SAMI observes shifty black holes as loners, not pairs
2 July 2015
After two galaxies merge, their two supermassive black holes will fall to the centre of the merged galaxy, orbit each other in a binary system, and finally coalesce into a single black hole. It has been suggested that galaxies near the end of this process could be spotted thanks to the orbital motions of the black holes. In particular, if one of the black holes is accreting material, and consequently is lit up as an active galactic nucleus (AGN), its orbit with the other black hole means that the light it emits will be slightly blueshifted or redshifted relative to its host galaxy. However, there are other ways this shift can be produced, so more information is needed to know if a shifted, or offset, AGN is in a binary orbit or not.

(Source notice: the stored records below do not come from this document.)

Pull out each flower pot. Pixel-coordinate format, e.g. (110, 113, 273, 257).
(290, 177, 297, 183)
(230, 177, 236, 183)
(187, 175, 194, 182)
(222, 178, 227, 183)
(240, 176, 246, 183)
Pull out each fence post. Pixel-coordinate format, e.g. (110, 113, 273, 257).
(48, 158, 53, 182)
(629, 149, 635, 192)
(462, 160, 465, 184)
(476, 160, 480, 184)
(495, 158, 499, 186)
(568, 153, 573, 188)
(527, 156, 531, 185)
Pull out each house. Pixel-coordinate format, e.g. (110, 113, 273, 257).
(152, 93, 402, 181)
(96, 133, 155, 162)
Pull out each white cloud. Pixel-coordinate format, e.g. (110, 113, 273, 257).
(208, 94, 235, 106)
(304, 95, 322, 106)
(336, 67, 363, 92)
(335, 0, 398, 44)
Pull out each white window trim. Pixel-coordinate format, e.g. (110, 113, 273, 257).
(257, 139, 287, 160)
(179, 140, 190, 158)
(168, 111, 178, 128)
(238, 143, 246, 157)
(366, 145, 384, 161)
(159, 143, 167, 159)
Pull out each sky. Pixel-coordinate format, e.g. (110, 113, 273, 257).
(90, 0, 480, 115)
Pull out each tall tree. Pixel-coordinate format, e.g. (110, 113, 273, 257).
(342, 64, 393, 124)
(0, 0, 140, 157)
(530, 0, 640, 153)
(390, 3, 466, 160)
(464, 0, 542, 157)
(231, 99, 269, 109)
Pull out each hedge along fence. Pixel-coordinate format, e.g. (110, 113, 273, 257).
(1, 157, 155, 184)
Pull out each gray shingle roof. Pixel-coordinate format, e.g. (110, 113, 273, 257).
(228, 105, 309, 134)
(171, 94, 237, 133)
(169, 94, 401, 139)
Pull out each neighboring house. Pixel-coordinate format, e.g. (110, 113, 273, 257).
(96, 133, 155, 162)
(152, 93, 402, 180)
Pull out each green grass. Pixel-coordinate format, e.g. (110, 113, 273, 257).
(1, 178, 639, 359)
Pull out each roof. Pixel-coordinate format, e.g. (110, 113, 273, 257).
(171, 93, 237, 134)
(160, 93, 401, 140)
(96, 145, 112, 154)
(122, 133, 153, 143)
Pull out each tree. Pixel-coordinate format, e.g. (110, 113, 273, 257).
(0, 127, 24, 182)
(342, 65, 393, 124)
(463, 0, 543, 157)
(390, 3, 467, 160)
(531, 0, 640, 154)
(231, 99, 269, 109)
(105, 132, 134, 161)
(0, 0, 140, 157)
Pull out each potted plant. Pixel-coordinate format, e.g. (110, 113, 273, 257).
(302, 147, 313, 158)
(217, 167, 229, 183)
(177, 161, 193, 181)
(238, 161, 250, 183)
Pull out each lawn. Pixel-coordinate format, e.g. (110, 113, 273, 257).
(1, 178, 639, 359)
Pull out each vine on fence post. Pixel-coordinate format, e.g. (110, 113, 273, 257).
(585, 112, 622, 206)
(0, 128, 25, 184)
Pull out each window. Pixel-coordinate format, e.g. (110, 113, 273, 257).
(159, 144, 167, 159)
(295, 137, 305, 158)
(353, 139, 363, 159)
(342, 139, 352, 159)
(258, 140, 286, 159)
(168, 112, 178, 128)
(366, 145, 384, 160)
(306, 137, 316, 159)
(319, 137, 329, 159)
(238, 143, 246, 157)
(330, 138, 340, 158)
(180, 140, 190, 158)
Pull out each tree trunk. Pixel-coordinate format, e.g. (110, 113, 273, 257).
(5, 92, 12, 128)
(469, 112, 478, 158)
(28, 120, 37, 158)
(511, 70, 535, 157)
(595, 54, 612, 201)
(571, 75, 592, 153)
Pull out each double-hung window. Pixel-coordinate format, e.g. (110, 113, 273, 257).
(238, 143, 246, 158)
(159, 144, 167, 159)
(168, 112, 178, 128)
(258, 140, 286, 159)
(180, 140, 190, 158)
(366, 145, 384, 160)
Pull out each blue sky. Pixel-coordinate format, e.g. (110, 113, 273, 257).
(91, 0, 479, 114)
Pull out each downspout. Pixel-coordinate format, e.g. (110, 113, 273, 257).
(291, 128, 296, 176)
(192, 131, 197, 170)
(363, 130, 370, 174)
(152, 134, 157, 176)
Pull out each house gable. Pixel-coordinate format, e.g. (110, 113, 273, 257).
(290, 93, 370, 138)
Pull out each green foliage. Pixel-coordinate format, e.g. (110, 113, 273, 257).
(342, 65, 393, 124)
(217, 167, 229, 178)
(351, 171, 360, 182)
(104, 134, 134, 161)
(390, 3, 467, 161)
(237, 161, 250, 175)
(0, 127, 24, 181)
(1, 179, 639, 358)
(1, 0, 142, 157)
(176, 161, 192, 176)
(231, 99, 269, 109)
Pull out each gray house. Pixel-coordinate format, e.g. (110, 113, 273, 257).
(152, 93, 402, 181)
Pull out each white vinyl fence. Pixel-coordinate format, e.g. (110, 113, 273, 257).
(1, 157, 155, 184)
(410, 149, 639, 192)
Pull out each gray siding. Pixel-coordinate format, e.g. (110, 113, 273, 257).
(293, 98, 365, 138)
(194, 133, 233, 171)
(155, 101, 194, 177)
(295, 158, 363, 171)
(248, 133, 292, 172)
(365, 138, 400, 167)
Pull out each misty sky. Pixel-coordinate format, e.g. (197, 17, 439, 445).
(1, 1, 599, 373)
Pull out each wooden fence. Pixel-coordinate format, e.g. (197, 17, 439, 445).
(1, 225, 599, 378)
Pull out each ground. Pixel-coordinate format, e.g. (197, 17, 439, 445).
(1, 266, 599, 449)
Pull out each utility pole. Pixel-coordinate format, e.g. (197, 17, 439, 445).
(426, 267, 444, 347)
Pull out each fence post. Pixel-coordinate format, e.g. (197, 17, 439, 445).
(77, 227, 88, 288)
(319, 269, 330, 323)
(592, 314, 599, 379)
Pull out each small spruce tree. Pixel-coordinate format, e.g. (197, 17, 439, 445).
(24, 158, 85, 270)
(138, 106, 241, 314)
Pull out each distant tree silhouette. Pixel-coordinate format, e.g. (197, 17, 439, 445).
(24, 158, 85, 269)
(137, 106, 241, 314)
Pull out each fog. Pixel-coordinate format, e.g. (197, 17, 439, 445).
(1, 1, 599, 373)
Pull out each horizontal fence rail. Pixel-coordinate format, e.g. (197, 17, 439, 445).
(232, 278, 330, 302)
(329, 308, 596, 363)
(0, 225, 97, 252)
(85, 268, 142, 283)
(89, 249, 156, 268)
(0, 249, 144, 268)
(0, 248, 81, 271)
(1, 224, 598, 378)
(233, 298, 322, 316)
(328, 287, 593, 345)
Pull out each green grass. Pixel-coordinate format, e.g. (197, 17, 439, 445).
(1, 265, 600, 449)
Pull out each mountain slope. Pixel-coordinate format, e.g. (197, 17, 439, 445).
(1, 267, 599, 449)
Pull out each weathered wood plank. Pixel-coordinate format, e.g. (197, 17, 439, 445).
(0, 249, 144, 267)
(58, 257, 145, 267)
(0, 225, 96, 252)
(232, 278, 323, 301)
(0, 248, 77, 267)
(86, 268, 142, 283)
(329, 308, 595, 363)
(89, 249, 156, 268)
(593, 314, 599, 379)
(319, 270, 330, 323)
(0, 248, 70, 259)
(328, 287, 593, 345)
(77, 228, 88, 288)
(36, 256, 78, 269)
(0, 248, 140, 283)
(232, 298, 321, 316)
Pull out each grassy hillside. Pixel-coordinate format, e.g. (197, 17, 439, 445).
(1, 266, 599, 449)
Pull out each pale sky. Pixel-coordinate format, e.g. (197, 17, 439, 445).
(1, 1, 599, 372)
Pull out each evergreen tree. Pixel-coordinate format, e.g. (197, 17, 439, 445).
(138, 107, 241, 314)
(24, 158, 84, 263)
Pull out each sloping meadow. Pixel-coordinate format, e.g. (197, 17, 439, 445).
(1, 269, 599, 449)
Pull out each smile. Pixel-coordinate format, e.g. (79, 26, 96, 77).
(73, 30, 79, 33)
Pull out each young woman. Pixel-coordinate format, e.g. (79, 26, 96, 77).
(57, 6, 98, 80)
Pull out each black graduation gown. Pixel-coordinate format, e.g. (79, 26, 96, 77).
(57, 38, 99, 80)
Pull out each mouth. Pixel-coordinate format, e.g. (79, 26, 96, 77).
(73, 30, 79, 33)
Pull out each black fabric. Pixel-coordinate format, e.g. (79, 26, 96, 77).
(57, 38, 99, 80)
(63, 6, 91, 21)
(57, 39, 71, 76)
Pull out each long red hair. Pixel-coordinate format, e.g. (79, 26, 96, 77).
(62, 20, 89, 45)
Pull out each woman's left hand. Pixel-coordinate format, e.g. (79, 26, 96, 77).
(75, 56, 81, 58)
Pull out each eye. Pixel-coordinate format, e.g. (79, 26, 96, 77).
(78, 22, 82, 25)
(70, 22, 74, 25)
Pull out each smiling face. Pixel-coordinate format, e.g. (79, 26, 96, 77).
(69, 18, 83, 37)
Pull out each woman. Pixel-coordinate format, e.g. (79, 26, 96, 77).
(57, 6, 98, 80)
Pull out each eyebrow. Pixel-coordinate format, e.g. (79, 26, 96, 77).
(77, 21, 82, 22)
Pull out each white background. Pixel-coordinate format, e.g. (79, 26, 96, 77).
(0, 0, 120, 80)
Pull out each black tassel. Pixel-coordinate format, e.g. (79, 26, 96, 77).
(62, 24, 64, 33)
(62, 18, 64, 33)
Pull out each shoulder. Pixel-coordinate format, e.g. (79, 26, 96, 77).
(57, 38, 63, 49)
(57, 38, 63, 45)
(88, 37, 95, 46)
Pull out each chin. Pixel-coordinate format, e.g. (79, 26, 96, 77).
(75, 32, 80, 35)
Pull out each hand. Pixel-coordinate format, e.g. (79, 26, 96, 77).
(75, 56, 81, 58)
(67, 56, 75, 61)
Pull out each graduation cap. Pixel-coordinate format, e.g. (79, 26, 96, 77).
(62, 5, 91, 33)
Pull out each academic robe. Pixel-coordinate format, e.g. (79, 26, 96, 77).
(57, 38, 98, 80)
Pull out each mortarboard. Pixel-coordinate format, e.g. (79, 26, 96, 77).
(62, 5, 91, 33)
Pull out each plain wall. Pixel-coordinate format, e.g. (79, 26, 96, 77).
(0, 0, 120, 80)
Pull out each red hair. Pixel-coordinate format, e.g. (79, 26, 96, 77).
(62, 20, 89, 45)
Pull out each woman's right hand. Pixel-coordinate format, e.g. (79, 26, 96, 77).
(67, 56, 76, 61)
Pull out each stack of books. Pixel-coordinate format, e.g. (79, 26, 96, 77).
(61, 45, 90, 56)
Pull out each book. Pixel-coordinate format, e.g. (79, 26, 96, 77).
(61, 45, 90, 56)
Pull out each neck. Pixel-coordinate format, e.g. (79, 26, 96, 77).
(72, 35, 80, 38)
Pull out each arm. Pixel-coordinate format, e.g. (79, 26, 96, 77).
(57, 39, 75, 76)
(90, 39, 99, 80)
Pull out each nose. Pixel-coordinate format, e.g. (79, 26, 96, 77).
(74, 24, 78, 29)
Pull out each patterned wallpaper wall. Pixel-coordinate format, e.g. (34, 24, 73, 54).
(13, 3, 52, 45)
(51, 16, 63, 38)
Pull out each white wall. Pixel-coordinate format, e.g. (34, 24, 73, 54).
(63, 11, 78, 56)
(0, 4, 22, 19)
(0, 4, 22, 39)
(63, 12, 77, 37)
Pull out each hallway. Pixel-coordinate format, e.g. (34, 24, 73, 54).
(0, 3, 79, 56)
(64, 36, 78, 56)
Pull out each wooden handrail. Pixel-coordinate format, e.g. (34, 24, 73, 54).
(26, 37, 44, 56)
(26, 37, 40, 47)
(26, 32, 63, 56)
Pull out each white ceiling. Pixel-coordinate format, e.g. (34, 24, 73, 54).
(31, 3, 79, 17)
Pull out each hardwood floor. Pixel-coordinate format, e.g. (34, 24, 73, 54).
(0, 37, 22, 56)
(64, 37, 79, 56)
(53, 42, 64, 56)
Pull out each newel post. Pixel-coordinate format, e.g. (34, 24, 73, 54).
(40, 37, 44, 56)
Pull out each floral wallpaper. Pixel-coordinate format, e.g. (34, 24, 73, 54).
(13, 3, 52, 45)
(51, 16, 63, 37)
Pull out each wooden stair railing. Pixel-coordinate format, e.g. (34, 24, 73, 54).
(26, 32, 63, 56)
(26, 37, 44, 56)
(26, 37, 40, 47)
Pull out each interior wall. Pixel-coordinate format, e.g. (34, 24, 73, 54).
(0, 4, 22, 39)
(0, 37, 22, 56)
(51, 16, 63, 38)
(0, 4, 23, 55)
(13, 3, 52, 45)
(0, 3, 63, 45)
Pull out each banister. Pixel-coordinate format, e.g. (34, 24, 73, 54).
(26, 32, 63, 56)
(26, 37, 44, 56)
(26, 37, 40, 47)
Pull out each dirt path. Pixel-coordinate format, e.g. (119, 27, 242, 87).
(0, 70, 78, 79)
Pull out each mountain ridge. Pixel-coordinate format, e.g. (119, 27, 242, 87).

Two galaxies with offset AGN were recently observed as part of the SAMI Galaxy Survey. The survey obtains spatially resolved spectroscopy for each galaxy, giving a highly detailed picture of the stars and ionised gas. This allowed the SAMI team, led by CAASTRO Affiliate Dr James Allen (University of Sydney), to get a much better understanding of the histories of these galaxies than had previously been possible. Each is an interesting object in its own right, but in both cases the evidence points to other explanations for the offset AGN, not a binary orbit. The first galaxy appears to have undergone a merger with a smaller galaxy, about 100 million years ago. The gas that was brought in by the smaller progenitor has not yet settled down into a stable configuration, but is moving through the galaxy with a very different velocity to the stars, causing the observed shift. In the other case, the AGN is powering an outflow of gas pointed towards us, and the shift is simply due to observing this outflow. The fact that no evidence was found for either of these galaxies containing binary supermassive black hole systems suggests that offset AGN may not, after all, be an efficient way of finding such systems.